Attorneys for the court-appointed receiver of Equinox International Corp., saying the company's legal expenses are excessive, are seeking court instructions over whether they should approve further payments.

They say the Las Vegas network marketing company, now fighting for its life in a federal civil trial that began April 3, has paid $2.55 million in legal fees to date to its Washington D.C. attorneys, Williams and Connolly LLP. They say these legal costs are still rising.

The government is still presenting witnesses in the case. Equinox is expected to begin its defense by midweek.

The Federal Trade Commission and eight states, including Nevada, sued Equinox nine months ago in hopes of shutting down the company, which they brand an illegal pyramid scheme, and to force the company and founder William Gouldd to forfeit more than $50 million in assets to repay former distributors.

The company, which sells beauty and health products, as well as a line of water filtration products through a network of independent distributors, is accused of attracting new recruits through deceptive advertising and false claims of income. Equinox denies these allegations.

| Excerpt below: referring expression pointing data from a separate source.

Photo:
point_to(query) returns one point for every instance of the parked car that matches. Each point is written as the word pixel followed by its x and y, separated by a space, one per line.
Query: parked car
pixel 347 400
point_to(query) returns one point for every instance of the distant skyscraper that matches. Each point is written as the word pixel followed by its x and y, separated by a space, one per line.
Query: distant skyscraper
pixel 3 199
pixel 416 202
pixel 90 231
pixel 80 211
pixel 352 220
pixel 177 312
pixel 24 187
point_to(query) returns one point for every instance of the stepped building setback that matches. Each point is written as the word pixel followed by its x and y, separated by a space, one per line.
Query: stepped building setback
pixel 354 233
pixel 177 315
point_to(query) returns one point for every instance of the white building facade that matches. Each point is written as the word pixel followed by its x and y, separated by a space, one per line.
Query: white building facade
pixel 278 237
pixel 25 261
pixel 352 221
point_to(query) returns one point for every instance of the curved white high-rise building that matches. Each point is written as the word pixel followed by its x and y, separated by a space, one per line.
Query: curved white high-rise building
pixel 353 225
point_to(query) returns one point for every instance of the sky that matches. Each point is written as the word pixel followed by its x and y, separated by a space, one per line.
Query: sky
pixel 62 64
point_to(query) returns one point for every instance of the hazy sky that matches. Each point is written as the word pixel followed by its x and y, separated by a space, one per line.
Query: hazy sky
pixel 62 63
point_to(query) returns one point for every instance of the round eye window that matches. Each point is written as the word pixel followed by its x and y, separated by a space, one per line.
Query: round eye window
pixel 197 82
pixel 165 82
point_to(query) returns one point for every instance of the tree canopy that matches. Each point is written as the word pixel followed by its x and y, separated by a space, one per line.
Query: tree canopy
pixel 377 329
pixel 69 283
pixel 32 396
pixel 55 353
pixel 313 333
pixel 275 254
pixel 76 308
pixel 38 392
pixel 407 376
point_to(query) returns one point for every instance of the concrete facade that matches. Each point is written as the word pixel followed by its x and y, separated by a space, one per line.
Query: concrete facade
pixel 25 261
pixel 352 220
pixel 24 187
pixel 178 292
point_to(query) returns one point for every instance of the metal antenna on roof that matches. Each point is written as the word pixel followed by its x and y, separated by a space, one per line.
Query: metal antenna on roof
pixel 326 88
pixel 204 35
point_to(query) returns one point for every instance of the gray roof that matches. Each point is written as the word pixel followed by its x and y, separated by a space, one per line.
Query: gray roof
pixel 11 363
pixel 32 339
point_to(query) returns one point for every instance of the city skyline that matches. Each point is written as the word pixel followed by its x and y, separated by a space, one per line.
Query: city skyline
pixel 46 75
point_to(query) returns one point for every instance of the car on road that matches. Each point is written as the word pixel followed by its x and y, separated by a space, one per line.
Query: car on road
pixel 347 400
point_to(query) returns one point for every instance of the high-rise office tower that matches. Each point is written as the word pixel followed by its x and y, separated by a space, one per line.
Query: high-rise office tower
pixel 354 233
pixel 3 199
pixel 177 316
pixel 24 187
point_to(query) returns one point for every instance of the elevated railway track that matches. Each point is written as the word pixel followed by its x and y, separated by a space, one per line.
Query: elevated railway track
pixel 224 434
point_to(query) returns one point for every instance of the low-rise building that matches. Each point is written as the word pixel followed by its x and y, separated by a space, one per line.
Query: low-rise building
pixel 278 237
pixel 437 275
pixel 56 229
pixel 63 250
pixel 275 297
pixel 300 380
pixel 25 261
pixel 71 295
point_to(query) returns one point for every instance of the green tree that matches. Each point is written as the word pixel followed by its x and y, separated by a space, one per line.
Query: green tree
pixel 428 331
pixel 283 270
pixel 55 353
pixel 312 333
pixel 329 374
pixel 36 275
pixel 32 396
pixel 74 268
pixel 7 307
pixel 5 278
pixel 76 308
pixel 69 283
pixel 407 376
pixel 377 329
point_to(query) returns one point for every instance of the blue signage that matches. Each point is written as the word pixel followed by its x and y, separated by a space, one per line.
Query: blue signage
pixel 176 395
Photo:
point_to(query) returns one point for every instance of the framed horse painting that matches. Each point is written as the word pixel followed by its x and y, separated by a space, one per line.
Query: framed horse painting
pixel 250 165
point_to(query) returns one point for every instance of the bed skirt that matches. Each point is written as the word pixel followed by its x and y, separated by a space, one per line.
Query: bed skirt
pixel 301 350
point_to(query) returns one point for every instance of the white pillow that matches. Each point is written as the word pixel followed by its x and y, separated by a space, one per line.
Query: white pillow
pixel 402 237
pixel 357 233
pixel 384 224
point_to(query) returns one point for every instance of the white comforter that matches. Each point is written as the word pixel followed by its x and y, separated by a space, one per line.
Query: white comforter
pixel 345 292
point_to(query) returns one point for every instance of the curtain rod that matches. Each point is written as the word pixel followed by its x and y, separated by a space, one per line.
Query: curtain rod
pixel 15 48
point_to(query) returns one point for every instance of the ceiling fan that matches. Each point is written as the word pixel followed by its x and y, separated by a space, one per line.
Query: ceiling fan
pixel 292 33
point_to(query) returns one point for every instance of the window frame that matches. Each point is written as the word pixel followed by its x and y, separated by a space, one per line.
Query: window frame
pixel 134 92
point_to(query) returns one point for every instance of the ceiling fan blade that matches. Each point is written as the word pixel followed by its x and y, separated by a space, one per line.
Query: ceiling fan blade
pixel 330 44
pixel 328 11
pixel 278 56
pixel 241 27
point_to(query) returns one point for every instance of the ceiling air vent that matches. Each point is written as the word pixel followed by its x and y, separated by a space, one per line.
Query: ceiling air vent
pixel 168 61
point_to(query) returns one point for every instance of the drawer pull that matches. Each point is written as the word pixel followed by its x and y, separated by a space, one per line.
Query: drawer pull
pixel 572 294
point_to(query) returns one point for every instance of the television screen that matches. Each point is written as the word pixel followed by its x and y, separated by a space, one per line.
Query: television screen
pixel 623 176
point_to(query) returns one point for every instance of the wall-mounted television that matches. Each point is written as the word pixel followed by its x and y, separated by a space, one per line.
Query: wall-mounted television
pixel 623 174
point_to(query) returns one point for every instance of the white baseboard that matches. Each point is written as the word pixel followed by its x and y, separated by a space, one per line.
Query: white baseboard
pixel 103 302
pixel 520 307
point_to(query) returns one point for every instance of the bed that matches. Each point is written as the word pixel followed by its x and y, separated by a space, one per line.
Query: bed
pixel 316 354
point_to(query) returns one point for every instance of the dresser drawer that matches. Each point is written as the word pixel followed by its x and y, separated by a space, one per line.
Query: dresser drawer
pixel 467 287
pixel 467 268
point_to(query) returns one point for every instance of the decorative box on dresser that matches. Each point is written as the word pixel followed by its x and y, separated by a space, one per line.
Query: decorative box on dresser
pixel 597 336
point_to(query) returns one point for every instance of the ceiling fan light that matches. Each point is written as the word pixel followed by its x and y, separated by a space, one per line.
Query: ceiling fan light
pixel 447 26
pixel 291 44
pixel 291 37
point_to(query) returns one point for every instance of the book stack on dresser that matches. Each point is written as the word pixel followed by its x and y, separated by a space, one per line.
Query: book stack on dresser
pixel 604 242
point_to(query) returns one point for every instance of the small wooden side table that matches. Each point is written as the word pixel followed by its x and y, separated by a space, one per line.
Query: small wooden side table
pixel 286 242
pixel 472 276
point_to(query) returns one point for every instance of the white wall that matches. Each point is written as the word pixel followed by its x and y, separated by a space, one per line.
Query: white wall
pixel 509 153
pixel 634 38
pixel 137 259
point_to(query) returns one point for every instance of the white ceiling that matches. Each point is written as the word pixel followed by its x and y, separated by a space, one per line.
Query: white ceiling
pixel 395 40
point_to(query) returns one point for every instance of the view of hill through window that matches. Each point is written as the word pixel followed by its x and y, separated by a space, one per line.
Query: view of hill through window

Prior to the initiation of legal action, the company had 40,000 distributors.

In a U.S. District court motion filed Friday, Robb Evans, Equinox's receiver, said the $2.55 million legal bill is "extraordinarily and unusually high" and is seeking court instruction over whether he should retrieve a portion of this fee to ensure there are adequate company funds to reimburse former distributors should Judge Johnnie Rawlinson rule against the company.

"Ultimately it's the court's decision. We aren't seeking a specific dollar amount," said Gary Owen Caris, Evans' attorney. "But given the receiver's role is to preserve company assets, we need to apprise the court of the circumstances and seek her instruction as to how to proceed with the legal payments."

He said Rawlinson hasn't yet ruled on the legal fees issue or set a hearing date on the receiver's request for instruction.

Equinox's attorneys fired back Monday, disputing what they call the receiver's "implications of overcharging" as "dead wrong," and said their fees are "entirely consistent" with the receiver's forecasts.

They argued the timing of the receiver's motion is "particularly inappropriate given that it comes in the middle of trial while (they) are expending maximum effort on the defense of its clients," and given that Evans has known for at least four months estimates of the defense fees.

Evans, who was appointed receiver on Aug. 4, had predicted in a report of the receiver's activities from Oct. 26 through Dec. 17 that the company's legal fees, which reached an average of $200,000 a month, could "double or triple" in the weeks before and during the trial.

Williams and Connolly said the receiver, at that time, did not suggest the anticipated legal expense was unnecessary and inappropriate. The firm, which said it charges market rates ranging from $170 to $350 an hour, said expenses averaged about $350,000 a month from August 1999 through March, with fees "not surprisingly increasing during the heaviest discovery period and months before trial."

Williams and Connolly also said about 15 percent of the bills, about $485,000, were reimbursements for out-of-pocket expenses.

Williams and Connolly also attributed the high legal costs to the massive legal workload and fees incurred in its representing Equinox in four other lawsuits in the past seven months.

The firm said it had taken at least 161 depositions in 22 states and the District of Columbia and responded to at least 12 requests for production of hundreds of boxes of documents, hundreds of video and audio tapes and massive amounts of computer data.

Val Miller, Equinox's general counsel, said in a declaration Monday that Equinox had agreed, months prior to the trial, to pay a $700,000 advance retainer because the law firm would otherwise "be advancing very large expenses on (Equinox's) behalf and devoting extraordinary resources for the trial."

Miller, who said the law firm has used far fewer lawyers than the total utilized by the government, the eight states and class action plaintiffs, argued that it would be "wholly inequitable" for the law firm to be ordered to return any portion of the fees it earned or the out-of-pocket expenses for which it was reimbursed. The firm said the government has deployed at least 20 attorneys and eight investigators so far.

But Evans objected to the $700,000 prepayment as "not being an ordinary and usual business expense."

After Williams and Connolly learned of Evans' objection, it said it agreed to forego the $700,000 prepayment it had received because it "did not want their attorneys fees' to become an issue before the court." It said it agreed to be paid only after services were rendered and invoices submitted.